Peer Q&As: In these clinician-to-clinician interviews and conversations, experts share current thoughts on the field, raise questions, and discuss solutions. MedCentral can help authors outline and/or record a conversation. 1200-1800 words or podcast.
Skill Builders: How-to guides on professional clinical skills such as motivational interviewing. 800-1400 words. Editorial team can work with authors on creating a visual.
Literature Reviews: Reviews and expert commentary on recently published peer-reviewed articles and studies affecting medical practice. 600 to 1000 words.
Clinical Primers and Guides: Chapter-style overviews of a specific condition or practice model, including scripted provider-patient conversations where appropriate.
Submission Guidelines
Submissions to MedCentral may be emailed as Word Documents to the editorial team.
Submissions will be reviewed by the editorial staff and/or advisory board before being accepted for publication (within 2 to 4 weeks).
Submissions must include the authors' name, title/affiliation, email, and a brief bio for each author, including any relevant disclosures.
Citations must be reported in AMA style, with no more than 25 references per paper. References older than 10 years ago should be used minimally and only if no current research on the same subject exists.

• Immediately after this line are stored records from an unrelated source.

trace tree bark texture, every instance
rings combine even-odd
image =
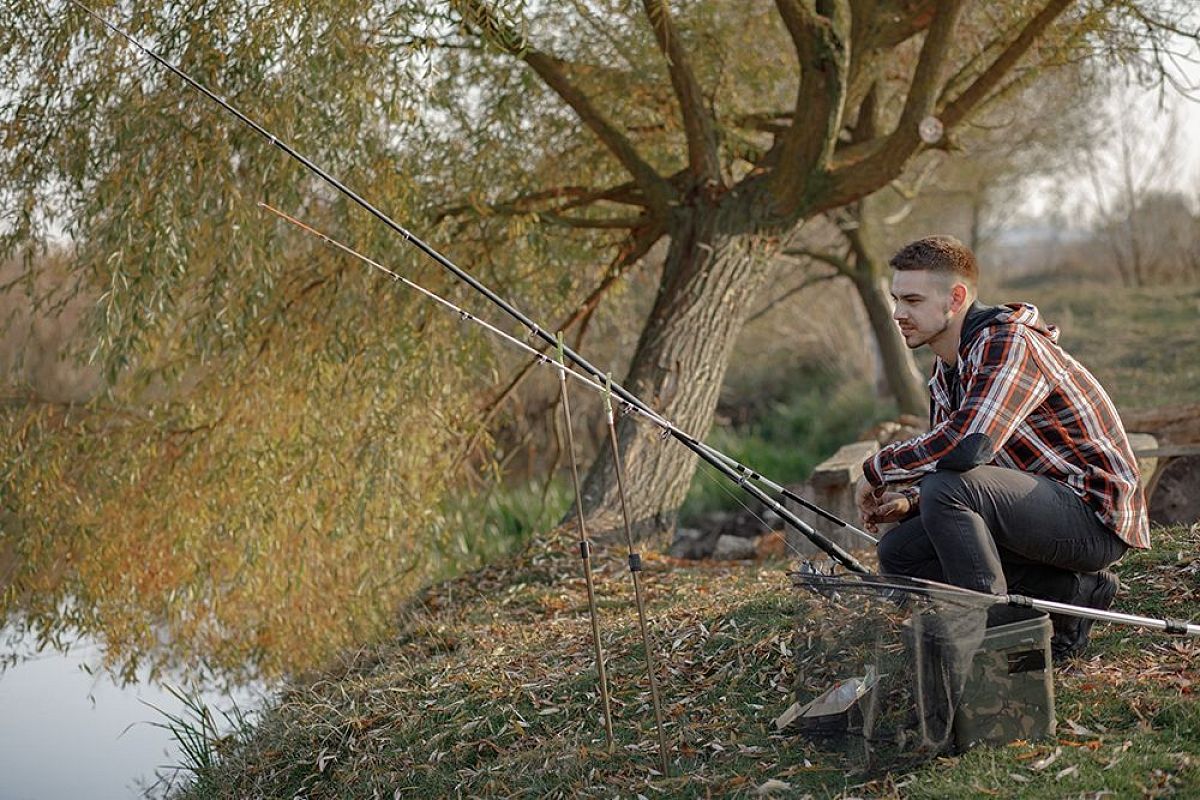
[[[707,434],[738,333],[774,252],[755,230],[755,200],[727,194],[673,212],[671,243],[654,308],[623,385],[683,431]],[[688,493],[697,457],[617,407],[617,437],[635,536],[668,530]],[[583,485],[598,539],[622,528],[613,461],[593,462]]]

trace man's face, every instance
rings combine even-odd
[[[892,273],[892,319],[900,326],[905,344],[914,350],[944,333],[952,313],[950,276],[928,270],[896,270]]]

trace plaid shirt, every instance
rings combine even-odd
[[[1112,401],[1058,347],[1058,329],[1043,324],[1037,308],[1003,308],[959,345],[958,371],[936,360],[930,431],[880,450],[863,464],[866,480],[913,481],[966,437],[984,434],[991,449],[979,463],[1066,483],[1123,541],[1150,547],[1138,462]]]

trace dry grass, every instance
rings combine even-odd
[[[1200,527],[1159,531],[1122,565],[1122,610],[1200,615]],[[540,542],[431,589],[396,638],[296,682],[220,747],[188,798],[1196,796],[1196,640],[1097,626],[1057,675],[1060,738],[980,747],[863,775],[769,722],[791,702],[797,595],[784,564],[648,559],[672,775],[653,712],[623,561],[596,576],[618,747],[606,752],[578,560]],[[844,607],[826,607],[838,620]],[[811,612],[810,612],[811,613]],[[803,621],[803,620],[802,620]],[[828,620],[827,620],[828,621]],[[1109,793],[1109,794],[1105,794]]]

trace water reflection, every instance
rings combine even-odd
[[[31,637],[18,644],[30,650]],[[150,706],[181,715],[182,703],[145,680],[120,687],[88,674],[98,661],[100,648],[80,639],[67,654],[37,654],[0,673],[0,800],[126,800],[179,764],[170,734],[151,724],[164,717]],[[260,698],[259,687],[202,692],[214,709],[251,709]]]

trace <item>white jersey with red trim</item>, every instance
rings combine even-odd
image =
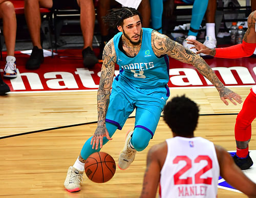
[[[202,137],[175,137],[161,170],[161,197],[215,197],[220,167],[214,144]]]

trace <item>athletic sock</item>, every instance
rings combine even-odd
[[[210,36],[213,39],[216,40],[215,36],[215,23],[206,23],[206,36]]]
[[[237,156],[239,158],[246,158],[249,153],[249,147],[246,148],[240,149],[237,147]]]
[[[73,167],[74,167],[76,169],[78,169],[79,170],[82,170],[82,171],[84,171],[84,164],[82,162],[81,162],[79,161],[79,157],[77,158],[76,159],[76,161],[75,162],[75,163],[73,165]]]

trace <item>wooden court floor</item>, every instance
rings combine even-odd
[[[243,99],[250,87],[232,87]],[[196,136],[206,138],[227,150],[236,148],[233,129],[242,108],[226,106],[215,88],[172,89],[171,95],[185,93],[200,106]],[[137,197],[142,189],[147,152],[156,143],[171,137],[160,118],[147,147],[136,154],[126,170],[117,168],[110,181],[94,183],[86,179],[76,193],[65,190],[67,170],[72,165],[86,139],[93,133],[97,118],[96,92],[10,93],[1,96],[0,110],[0,196],[11,197]],[[133,114],[132,115],[133,115]],[[121,131],[102,151],[117,162],[126,131],[133,129],[129,118]],[[256,150],[256,126],[252,123],[250,149]],[[35,132],[35,133],[31,133]],[[26,134],[26,133],[27,134]],[[86,178],[86,176],[84,177]],[[219,189],[218,197],[245,197]]]

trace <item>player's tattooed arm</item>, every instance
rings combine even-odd
[[[256,20],[256,11],[252,12],[247,19],[248,28],[245,32],[243,39],[246,42],[256,43],[256,29],[255,21]]]
[[[152,44],[156,56],[167,54],[172,58],[183,63],[190,64],[195,67],[198,71],[216,87],[222,101],[226,105],[228,103],[225,99],[229,99],[234,105],[236,105],[236,103],[232,100],[232,98],[239,103],[242,103],[241,96],[225,87],[212,69],[199,55],[185,48],[167,36],[156,31],[152,32]]]
[[[113,39],[105,46],[102,58],[101,74],[97,95],[98,125],[91,141],[91,144],[93,144],[93,148],[96,145],[95,149],[98,149],[99,141],[100,147],[102,146],[102,140],[104,136],[109,140],[111,139],[106,129],[105,118],[110,103],[111,89],[116,62],[116,55]]]
[[[109,42],[105,46],[102,58],[103,64],[97,98],[98,125],[99,126],[104,125],[105,123],[115,71],[116,56],[113,40]]]

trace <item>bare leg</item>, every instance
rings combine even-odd
[[[138,8],[142,17],[142,27],[148,28],[151,17],[151,9],[148,0],[142,0]]]
[[[93,0],[77,0],[81,9],[80,21],[83,38],[83,48],[90,46],[92,50],[95,11]]]
[[[215,13],[216,12],[217,7],[216,0],[210,0],[208,1],[205,15],[206,22],[215,22]]]
[[[0,4],[0,17],[3,18],[7,56],[14,56],[17,22],[14,8],[10,2]]]
[[[41,49],[40,28],[41,15],[39,6],[50,8],[52,7],[52,0],[25,0],[25,17],[33,46]]]

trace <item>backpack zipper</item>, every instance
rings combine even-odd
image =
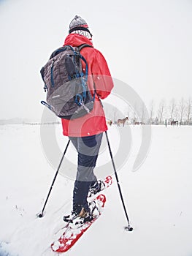
[[[55,59],[52,61],[51,67],[50,67],[50,80],[51,80],[51,86],[54,87],[54,79],[53,79],[53,65],[54,65]]]

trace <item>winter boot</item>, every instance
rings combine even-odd
[[[112,184],[112,180],[110,176],[107,176],[104,180],[97,181],[92,186],[91,186],[88,195],[88,198],[92,197],[96,194],[99,193],[101,191],[107,189]]]

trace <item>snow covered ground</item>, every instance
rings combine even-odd
[[[109,128],[115,153],[118,129],[128,127]],[[39,125],[0,126],[1,256],[56,255],[49,246],[58,236],[62,216],[71,210],[74,181],[58,175],[45,216],[36,217],[55,175],[42,151],[39,129]],[[67,138],[60,125],[55,129],[63,151]],[[102,215],[66,255],[192,256],[192,127],[153,126],[149,154],[136,172],[131,170],[141,127],[131,130],[131,151],[118,177],[134,231],[123,229],[127,223],[113,176],[113,184],[104,192]],[[107,150],[102,154],[99,165],[110,161]],[[75,153],[69,146],[66,158],[72,155]]]

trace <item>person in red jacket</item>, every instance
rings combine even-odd
[[[107,61],[100,51],[93,48],[92,34],[87,23],[76,15],[69,24],[69,35],[64,45],[78,47],[88,44],[81,55],[88,67],[88,86],[93,95],[96,90],[93,109],[88,115],[66,120],[62,119],[63,134],[68,136],[78,153],[77,177],[73,191],[73,209],[71,214],[64,216],[65,222],[91,217],[87,197],[89,191],[96,193],[101,190],[101,181],[97,181],[93,173],[103,132],[107,129],[104,112],[100,99],[105,99],[113,88],[113,81]],[[82,61],[82,70],[85,67]]]

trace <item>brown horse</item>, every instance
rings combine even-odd
[[[123,127],[126,120],[128,120],[128,117],[126,117],[123,119],[118,119],[118,127],[120,127],[120,124],[123,124]]]
[[[177,126],[178,126],[178,124],[179,124],[178,121],[172,121],[171,125],[176,125],[176,124],[177,124]]]

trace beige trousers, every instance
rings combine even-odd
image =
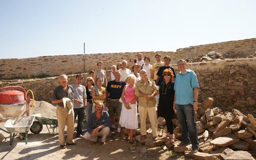
[[[87,131],[86,133],[84,135],[84,138],[86,140],[91,140],[93,142],[97,141],[97,139],[98,136],[102,136],[102,142],[105,142],[106,141],[106,137],[108,135],[109,133],[109,127],[106,127],[103,128],[99,132],[98,132],[98,134],[96,136],[93,136],[92,134],[90,134]]]
[[[70,114],[67,114],[63,107],[57,106],[57,119],[58,127],[58,139],[60,145],[64,145],[65,134],[64,133],[65,126],[67,125],[67,143],[73,143],[73,133],[74,132],[74,110],[73,109]]]
[[[153,137],[157,136],[157,117],[155,107],[144,107],[139,106],[138,108],[140,118],[140,134],[142,135],[147,134],[146,119],[147,113],[148,114],[149,121],[152,128],[152,134]]]

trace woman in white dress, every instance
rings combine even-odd
[[[115,79],[115,73],[116,71],[116,66],[113,65],[112,66],[112,71],[111,72],[110,74],[110,79],[114,80]]]
[[[128,75],[128,84],[124,87],[121,97],[123,104],[119,123],[122,127],[128,129],[128,138],[131,144],[133,143],[134,130],[139,128],[137,113],[138,97],[135,95],[134,84],[136,80],[134,74]]]
[[[146,56],[144,58],[145,63],[142,65],[142,69],[144,69],[147,71],[147,75],[148,78],[150,78],[150,69],[152,68],[152,66],[149,64],[150,58],[148,56]]]

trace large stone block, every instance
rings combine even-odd
[[[166,125],[166,121],[163,117],[159,117],[157,120],[157,125],[161,126],[164,126]]]
[[[234,149],[247,151],[250,149],[250,144],[246,142],[241,140],[238,143],[232,145],[230,147]]]
[[[214,113],[212,109],[208,109],[205,112],[205,118],[208,120],[208,122],[210,122],[212,119],[212,118],[214,116]]]
[[[227,119],[226,120],[224,120],[221,122],[221,123],[218,125],[218,126],[217,127],[217,129],[213,132],[213,134],[215,134],[218,131],[220,131],[221,130],[226,128],[226,127],[227,127],[230,123],[230,122],[231,122],[231,120],[230,119]]]
[[[246,151],[234,151],[227,149],[221,154],[221,157],[224,160],[255,160],[252,155]]]
[[[253,126],[256,126],[256,120],[255,120],[255,119],[254,119],[253,116],[251,114],[248,114],[247,116],[249,118],[250,123]]]
[[[253,134],[248,131],[247,129],[243,129],[238,131],[235,133],[235,134],[239,138],[242,139],[250,138],[253,137]]]
[[[228,126],[229,128],[231,129],[232,131],[236,131],[239,130],[240,129],[241,125],[237,123],[232,123]]]
[[[197,128],[198,133],[200,134],[202,132],[203,132],[205,131],[204,129],[204,123],[201,121],[198,121],[195,123],[196,124],[196,127]]]
[[[198,107],[202,108],[205,111],[206,111],[207,109],[209,108],[212,106],[214,101],[213,98],[208,97],[198,106]]]
[[[185,152],[185,155],[186,156],[192,157],[196,160],[218,160],[218,158],[214,155],[199,151],[193,153],[189,151],[186,151]]]
[[[213,149],[214,146],[210,144],[209,142],[207,142],[199,146],[199,151],[203,153],[209,153]]]
[[[227,147],[239,141],[239,139],[236,135],[232,134],[217,138],[211,141],[210,143],[219,147]]]
[[[231,133],[231,129],[229,127],[226,127],[224,129],[215,133],[212,135],[212,138],[216,138]]]
[[[208,131],[205,130],[205,131],[204,131],[204,133],[203,134],[202,137],[203,138],[204,138],[204,140],[205,141],[206,141],[208,137],[209,137],[209,133]]]

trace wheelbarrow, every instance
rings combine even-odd
[[[50,116],[44,113],[35,114],[33,116],[35,117],[35,119],[37,121],[33,122],[33,124],[29,129],[31,132],[34,134],[40,133],[43,129],[43,125],[46,125],[49,134],[51,134],[51,131],[48,125],[49,126],[49,129],[52,129],[52,134],[54,134],[54,131],[55,129],[57,132],[58,120],[56,116]]]
[[[10,132],[10,145],[12,144],[15,135],[22,133],[25,133],[26,144],[27,144],[28,132],[34,119],[34,116],[18,116],[11,117],[7,120],[4,127]]]

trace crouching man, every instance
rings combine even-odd
[[[102,136],[101,144],[106,143],[106,137],[109,133],[109,126],[111,125],[109,115],[103,111],[104,105],[102,102],[96,103],[96,112],[93,113],[89,118],[87,125],[87,132],[84,137],[96,143],[99,136]]]

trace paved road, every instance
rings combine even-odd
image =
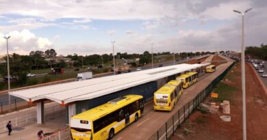
[[[144,107],[144,114],[136,123],[127,126],[125,129],[115,135],[114,139],[149,139],[160,128],[164,126],[165,122],[181,109],[184,104],[192,100],[201,91],[205,88],[212,81],[220,74],[232,62],[218,66],[216,71],[211,74],[205,74],[200,77],[199,81],[185,89],[179,101],[172,111],[155,111],[153,102],[147,103]],[[190,104],[192,104],[191,102]],[[163,129],[165,130],[164,127]],[[161,131],[161,130],[160,130]],[[162,133],[162,132],[160,132]]]
[[[265,61],[265,63],[264,64],[265,68],[260,68],[260,69],[261,70],[264,70],[264,72],[267,73],[267,61],[263,61],[263,60],[259,60],[259,61]],[[258,72],[258,70],[256,70],[256,71]],[[265,87],[267,87],[267,77],[262,77],[262,73],[257,72],[257,74],[261,78],[262,81],[264,83]]]
[[[196,57],[196,58],[197,57]],[[193,57],[191,59],[188,59],[188,61],[191,60],[191,59],[195,59],[195,58]],[[175,61],[175,64],[183,63],[186,61],[186,59],[179,59],[179,61]],[[162,66],[172,66],[172,65],[173,65],[173,61],[164,61],[164,62],[162,62],[160,64],[162,64]],[[159,64],[155,64],[153,65],[154,68],[158,68]],[[144,66],[141,67],[141,68],[142,68],[142,70],[148,70],[148,69],[152,68],[152,66]],[[131,69],[131,71],[135,72],[135,71],[136,71],[136,68],[132,68],[132,69]],[[40,74],[40,75],[42,75],[42,74]],[[103,73],[103,74],[101,74],[94,75],[93,77],[97,78],[97,77],[106,76],[110,76],[110,75],[113,75],[113,74],[114,74],[113,72],[107,72],[107,73]],[[75,80],[73,79],[73,81],[75,81]],[[72,81],[72,80],[71,79],[70,81]],[[26,102],[25,100],[23,100],[22,98],[11,96],[10,101],[11,101],[12,106],[13,106],[12,104],[15,103],[15,100],[16,100],[16,102],[23,102],[23,101]],[[5,105],[8,104],[8,95],[7,94],[7,93],[5,93],[5,94],[0,95],[0,106],[1,104],[2,104],[2,106],[5,106]]]

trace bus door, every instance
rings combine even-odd
[[[129,107],[125,108],[125,126],[130,122],[130,111]]]
[[[175,90],[175,102],[176,102],[177,101],[177,88],[178,87],[176,87],[176,89]]]

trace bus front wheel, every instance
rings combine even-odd
[[[138,113],[136,113],[136,117],[134,117],[134,121],[136,122],[137,120],[138,120]]]
[[[108,135],[108,139],[112,139],[114,136],[114,129],[111,128],[110,130],[110,135]]]

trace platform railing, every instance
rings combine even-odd
[[[44,108],[44,120],[53,118],[54,117],[64,113],[65,108],[58,104]],[[5,127],[9,121],[11,121],[14,129],[36,122],[36,110],[20,115],[19,116],[10,117],[0,121],[0,134],[8,132]]]

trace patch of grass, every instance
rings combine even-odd
[[[51,71],[50,68],[44,68],[44,69],[39,69],[39,70],[31,70],[31,72],[33,74],[42,74],[42,73],[48,73]]]
[[[38,83],[38,81],[36,79],[28,79],[26,83],[26,85],[34,85]]]
[[[214,102],[222,102],[223,100],[233,102],[233,94],[237,90],[237,87],[220,82],[213,89],[213,92],[218,94],[218,97],[212,98],[212,100]]]

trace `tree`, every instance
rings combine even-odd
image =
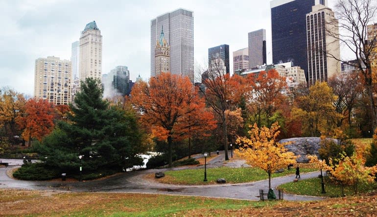
[[[280,143],[276,138],[280,131],[278,122],[271,128],[258,127],[256,123],[249,132],[250,139],[238,137],[236,143],[240,145],[235,152],[244,158],[248,164],[257,167],[268,174],[268,188],[271,189],[271,174],[277,169],[296,163],[294,153],[284,147],[289,143]]]
[[[232,105],[240,101],[243,91],[242,78],[235,75],[231,77],[226,73],[220,60],[212,63],[203,73],[205,77],[203,84],[205,89],[200,90],[206,98],[206,101],[218,116],[222,127],[223,145],[225,153],[225,160],[229,160],[228,154],[228,132],[225,111],[230,110]]]
[[[292,109],[292,116],[301,120],[303,131],[312,137],[330,132],[339,118],[332,104],[336,99],[326,82],[317,81],[310,86],[308,95],[296,99],[297,107]]]
[[[375,181],[377,166],[365,167],[365,160],[362,155],[355,152],[351,157],[349,157],[343,153],[336,161],[339,163],[334,165],[330,159],[328,169],[331,174],[330,177],[340,182],[342,185],[342,195],[344,195],[343,186],[345,185],[352,186],[355,194],[357,194],[360,183]]]
[[[137,83],[132,89],[132,102],[140,112],[141,121],[151,126],[159,140],[167,140],[169,167],[173,140],[188,138],[193,131],[204,135],[214,127],[213,115],[205,109],[197,94],[188,78],[169,73],[152,77],[148,84]]]
[[[53,105],[46,100],[31,98],[26,101],[24,115],[18,117],[16,121],[23,129],[22,137],[28,142],[29,146],[31,138],[41,142],[44,137],[52,131],[54,112]]]
[[[22,94],[12,90],[0,90],[0,135],[7,137],[10,143],[16,142],[15,138],[21,133],[16,120],[24,114],[25,103]]]
[[[47,157],[47,166],[77,174],[81,166],[90,173],[120,171],[141,164],[137,154],[143,151],[142,133],[136,117],[103,100],[98,79],[87,78],[80,89],[70,105],[69,121],[59,122],[58,128],[36,148]]]
[[[286,88],[285,77],[281,76],[275,70],[261,72],[257,77],[251,74],[246,78],[249,93],[246,96],[248,107],[256,117],[258,126],[261,126],[261,117],[266,116],[266,125],[269,127],[276,120],[270,120],[286,101],[282,92]]]
[[[356,62],[353,63],[346,60],[338,59],[331,53],[327,55],[358,69],[367,92],[370,116],[373,128],[376,128],[377,114],[373,96],[372,60],[377,44],[376,35],[368,38],[367,25],[374,21],[377,5],[375,0],[339,0],[334,11],[339,24],[332,22],[328,24],[336,27],[339,25],[340,34],[335,34],[330,31],[327,33],[338,39],[351,50]]]

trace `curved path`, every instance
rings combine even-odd
[[[144,178],[147,174],[168,169],[148,169],[119,173],[109,178],[85,182],[28,181],[13,179],[6,171],[13,167],[0,168],[0,188],[20,188],[29,190],[65,191],[71,192],[127,192],[151,193],[165,193],[190,196],[203,196],[219,198],[259,200],[259,189],[268,189],[268,181],[236,184],[210,185],[181,185],[160,183]],[[304,179],[318,176],[318,172],[303,173]],[[274,178],[271,179],[273,189],[282,184],[292,182],[294,175]],[[321,197],[284,194],[284,199],[288,200],[315,200]]]

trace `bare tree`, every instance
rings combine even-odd
[[[376,48],[376,35],[368,40],[367,25],[374,21],[377,5],[376,0],[338,0],[334,11],[339,24],[335,22],[329,24],[339,24],[339,34],[334,34],[331,31],[327,32],[350,50],[356,60],[354,63],[327,54],[358,70],[367,92],[374,128],[377,127],[377,110],[373,98],[371,60]]]
[[[220,117],[220,124],[222,127],[223,143],[225,151],[225,160],[229,159],[228,155],[228,137],[227,130],[227,119],[225,111],[229,110],[232,104],[236,104],[238,97],[236,93],[239,87],[234,81],[236,80],[226,73],[223,64],[219,59],[210,63],[208,69],[204,72],[203,84],[205,90],[200,89],[204,95],[206,100],[214,112]]]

Images, figures, and tables must be submitted with captions in high resolution as an EPS, TIFF, or JPEG. All graphics must be cited within the manuscript.
Authors are responsible for the accuracy and completeness of references as well as obtaining permission to reproduce any copyrighted materials, including repurposed or adpated images and figures. Copies of the correspondence granting permission should be included in the submission.
Authors submitting case reports, systematic reviews/meta-analyses, or original study data are responsible for meeting the requirements of the Code of Federal Regulations and HIPAA privacy guidelines. When applicable, editors may request documentation of IRB approval or waiver.